Kanun’un 395. maddesinin 2. fıkrasında ise “Pay sahibi olmayan yönetim kurulu üyeleri ile yönetim kurulu üyelerinin pay sahibi olmayan 393 üncü maddede sayılan yakınları şirkete nakit borçlanamaz. Bu kişiler için şirket kefalet, garanti ve teminat veremez, sorumluluk yüklenemez, bunların borçlarını devralamaz. Aksi hâlde, şirkete borçlanılan tutar için şirket alacaklıları bu kişileri, şirketin yükümlendirildiği tutarda şirket borçları için doğrudan takip edebilir.” şeklinde kaleme alınarak pay sahibi olmayan yönetim kurulu üyelerinin ve yine onların pay sahibi olmayan yakınlarının şirkete nakit borçlanması yasaklanmıştır. Kanun’un 393. maddesinde, yönetim kurulu üyelerinin yakınları; alt ve üst soyundan biri, eşi, üçüncü derece dâhil üçüncü dereceye kadar kan ve kayın hısımları olarak sayılmıştır.
Bu doğrultuda yönetim kurulu üyesinin doğrudan ve dolaylı olarak Kanun’un 395. maddesi kapsamında belirtilen yasak işlemleri yapamayacağı, bir diğer ifade ile yasak işlemleri kendi hesabına üçüncü bir kişinin aracılığıyla da yaptıramayacağı belirtilmelidir.

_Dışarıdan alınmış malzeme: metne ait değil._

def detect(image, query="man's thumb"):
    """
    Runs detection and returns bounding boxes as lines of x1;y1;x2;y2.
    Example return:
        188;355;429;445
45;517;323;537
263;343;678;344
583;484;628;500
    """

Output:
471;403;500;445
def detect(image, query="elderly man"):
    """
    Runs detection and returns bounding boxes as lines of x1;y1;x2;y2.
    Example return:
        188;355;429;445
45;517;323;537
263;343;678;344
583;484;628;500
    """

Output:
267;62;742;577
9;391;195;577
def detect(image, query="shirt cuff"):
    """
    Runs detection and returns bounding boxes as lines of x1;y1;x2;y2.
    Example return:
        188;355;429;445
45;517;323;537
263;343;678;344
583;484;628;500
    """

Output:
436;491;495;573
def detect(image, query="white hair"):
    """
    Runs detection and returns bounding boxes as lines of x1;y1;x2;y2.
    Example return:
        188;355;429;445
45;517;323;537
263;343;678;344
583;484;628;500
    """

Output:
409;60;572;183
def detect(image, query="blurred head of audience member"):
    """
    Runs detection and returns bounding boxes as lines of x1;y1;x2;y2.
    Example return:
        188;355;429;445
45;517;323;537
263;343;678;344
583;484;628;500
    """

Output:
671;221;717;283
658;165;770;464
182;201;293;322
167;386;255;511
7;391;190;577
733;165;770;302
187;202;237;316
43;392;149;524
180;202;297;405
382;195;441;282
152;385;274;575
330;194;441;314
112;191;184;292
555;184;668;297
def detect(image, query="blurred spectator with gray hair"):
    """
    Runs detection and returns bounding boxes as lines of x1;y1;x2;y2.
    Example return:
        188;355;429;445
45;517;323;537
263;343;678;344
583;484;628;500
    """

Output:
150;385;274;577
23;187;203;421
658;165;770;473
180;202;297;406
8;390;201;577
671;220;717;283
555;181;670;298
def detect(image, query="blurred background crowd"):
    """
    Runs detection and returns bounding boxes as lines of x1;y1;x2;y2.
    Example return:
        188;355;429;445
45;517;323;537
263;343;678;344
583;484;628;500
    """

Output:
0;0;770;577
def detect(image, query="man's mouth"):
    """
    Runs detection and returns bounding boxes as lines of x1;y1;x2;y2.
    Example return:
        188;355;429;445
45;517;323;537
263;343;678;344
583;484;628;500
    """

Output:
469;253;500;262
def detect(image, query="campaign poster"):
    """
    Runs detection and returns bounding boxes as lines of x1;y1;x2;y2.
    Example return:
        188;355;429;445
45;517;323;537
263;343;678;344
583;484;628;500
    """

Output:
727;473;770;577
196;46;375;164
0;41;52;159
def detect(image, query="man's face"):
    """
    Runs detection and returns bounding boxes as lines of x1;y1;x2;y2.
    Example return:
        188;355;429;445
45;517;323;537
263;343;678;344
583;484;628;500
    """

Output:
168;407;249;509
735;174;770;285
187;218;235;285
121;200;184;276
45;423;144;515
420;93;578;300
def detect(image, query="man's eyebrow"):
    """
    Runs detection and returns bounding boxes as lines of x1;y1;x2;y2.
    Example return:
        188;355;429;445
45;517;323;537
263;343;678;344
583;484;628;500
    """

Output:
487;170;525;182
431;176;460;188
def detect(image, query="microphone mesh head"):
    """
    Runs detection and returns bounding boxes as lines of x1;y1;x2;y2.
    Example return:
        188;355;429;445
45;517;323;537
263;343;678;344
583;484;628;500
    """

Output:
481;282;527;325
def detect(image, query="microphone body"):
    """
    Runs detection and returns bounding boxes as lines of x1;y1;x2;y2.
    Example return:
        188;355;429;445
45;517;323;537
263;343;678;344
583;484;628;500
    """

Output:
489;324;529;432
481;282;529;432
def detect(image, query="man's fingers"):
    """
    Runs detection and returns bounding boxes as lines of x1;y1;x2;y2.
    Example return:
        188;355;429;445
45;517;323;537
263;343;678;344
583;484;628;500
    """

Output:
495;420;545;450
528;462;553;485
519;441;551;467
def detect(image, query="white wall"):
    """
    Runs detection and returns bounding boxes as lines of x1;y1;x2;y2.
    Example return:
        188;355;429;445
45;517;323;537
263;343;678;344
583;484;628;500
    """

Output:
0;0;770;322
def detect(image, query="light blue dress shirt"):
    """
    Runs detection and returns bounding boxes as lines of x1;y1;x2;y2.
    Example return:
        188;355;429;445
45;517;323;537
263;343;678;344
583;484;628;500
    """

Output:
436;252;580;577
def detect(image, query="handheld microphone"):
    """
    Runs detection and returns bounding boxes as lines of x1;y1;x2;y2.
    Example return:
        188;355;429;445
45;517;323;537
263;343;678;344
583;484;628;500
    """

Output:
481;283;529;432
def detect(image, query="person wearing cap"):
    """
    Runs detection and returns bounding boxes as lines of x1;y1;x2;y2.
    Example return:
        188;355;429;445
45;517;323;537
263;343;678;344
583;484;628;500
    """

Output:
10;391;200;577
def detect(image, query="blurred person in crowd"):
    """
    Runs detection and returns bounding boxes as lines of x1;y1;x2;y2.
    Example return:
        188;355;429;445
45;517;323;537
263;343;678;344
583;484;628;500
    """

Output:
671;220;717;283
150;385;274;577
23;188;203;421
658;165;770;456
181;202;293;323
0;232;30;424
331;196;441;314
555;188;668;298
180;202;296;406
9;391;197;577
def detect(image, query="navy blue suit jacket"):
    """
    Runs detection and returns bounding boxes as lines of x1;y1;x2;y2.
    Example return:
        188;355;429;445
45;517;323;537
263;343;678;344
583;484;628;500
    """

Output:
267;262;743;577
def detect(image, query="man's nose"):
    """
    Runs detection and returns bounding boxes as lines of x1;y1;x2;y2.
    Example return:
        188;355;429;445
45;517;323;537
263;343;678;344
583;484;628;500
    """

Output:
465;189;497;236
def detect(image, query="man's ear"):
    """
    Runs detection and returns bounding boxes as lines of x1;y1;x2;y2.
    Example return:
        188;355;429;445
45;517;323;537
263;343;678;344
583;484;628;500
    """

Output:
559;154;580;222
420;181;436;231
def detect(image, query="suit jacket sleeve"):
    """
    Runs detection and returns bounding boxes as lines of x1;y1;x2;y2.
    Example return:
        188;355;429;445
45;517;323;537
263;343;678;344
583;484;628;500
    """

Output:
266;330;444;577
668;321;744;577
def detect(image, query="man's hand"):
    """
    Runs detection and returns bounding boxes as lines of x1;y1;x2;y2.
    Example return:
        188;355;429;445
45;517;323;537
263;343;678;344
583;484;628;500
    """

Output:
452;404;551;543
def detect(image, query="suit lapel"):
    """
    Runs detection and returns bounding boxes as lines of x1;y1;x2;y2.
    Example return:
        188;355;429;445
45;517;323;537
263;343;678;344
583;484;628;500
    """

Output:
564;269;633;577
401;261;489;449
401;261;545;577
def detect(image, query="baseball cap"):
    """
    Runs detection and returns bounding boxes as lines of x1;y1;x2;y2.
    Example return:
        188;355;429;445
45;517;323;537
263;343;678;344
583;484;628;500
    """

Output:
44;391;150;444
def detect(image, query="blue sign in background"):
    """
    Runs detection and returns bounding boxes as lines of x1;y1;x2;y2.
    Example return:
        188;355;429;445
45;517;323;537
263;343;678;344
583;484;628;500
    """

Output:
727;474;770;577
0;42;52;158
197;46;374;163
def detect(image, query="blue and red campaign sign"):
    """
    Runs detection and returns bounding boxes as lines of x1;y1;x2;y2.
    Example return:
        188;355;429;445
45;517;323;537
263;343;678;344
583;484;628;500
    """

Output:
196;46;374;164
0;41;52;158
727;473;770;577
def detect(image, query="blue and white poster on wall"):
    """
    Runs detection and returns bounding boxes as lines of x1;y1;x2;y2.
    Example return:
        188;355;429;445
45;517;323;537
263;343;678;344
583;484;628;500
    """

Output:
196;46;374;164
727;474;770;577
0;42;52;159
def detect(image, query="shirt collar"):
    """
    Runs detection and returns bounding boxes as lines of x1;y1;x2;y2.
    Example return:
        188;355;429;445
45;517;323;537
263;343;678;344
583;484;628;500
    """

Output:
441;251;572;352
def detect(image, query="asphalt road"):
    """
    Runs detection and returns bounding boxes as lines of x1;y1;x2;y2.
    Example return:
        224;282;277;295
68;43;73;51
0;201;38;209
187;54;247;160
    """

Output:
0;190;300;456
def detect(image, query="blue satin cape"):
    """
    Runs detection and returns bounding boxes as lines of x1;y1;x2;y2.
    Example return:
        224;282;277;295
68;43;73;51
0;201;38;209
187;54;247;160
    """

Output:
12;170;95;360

Bu görüş, aynı zamanda hükmün getiriliş amacına da uygun düşmektedir.
Kanun’un 395/3-4. maddesine göre ise şirketler topluluğuna dâhil şirketler, birbirlerine kefil olabilecekler ve garanti verebileceklerdir. Bankacılık Kanunu’nun özel hükümleri de saklı tutularak yasak kapsamı dışında bırakılmıştır.
Kanun’un “Suçlar ve Cezalar” başlıklı 562. maddesinin 5. fıkrasının c) bendi kapsamında pay sahibi olmayan yönetim kurulu üyelerinin ve yine onların pay sahibi olmayan yakınlarının şirkete nakit borçlanması yasağına aykırı olarak şirkete borçlananlara (üçyüz günden az olmamak üzere adli para cezasıyla) cezai yaptırım da öngörülmüştür.
Limited şirketlere uygulanacak hükümleri düzenleyen Kanun’un 644/1. maddenin b bendinde şirkete karşı borçlanma yasağına ilişkin Kanun’un 395/2. maddesinin birinci ve ikinci cümlelerine atıfta bulunulmuş olduğundan, limited şirketler de şirkete borçlanma yasağına tabidir.
Ayrıca belirtmek gerekir ki pay sahiplerinin şirkete borçlanma yasağı, Kanun’un 358. maddesinde düzenlenmiştir. Bu madde kapsamında, pay sahipleri; sermaye taahhüdünden doğan vadesi gelmiş borçlarını ifa etmedikçe ve şirketin serbest yedek akçelerle birlikte karı geçmiş yıl zararlarını karşılayacak düzeyde olmadıkça şirkete borçlanamazlar.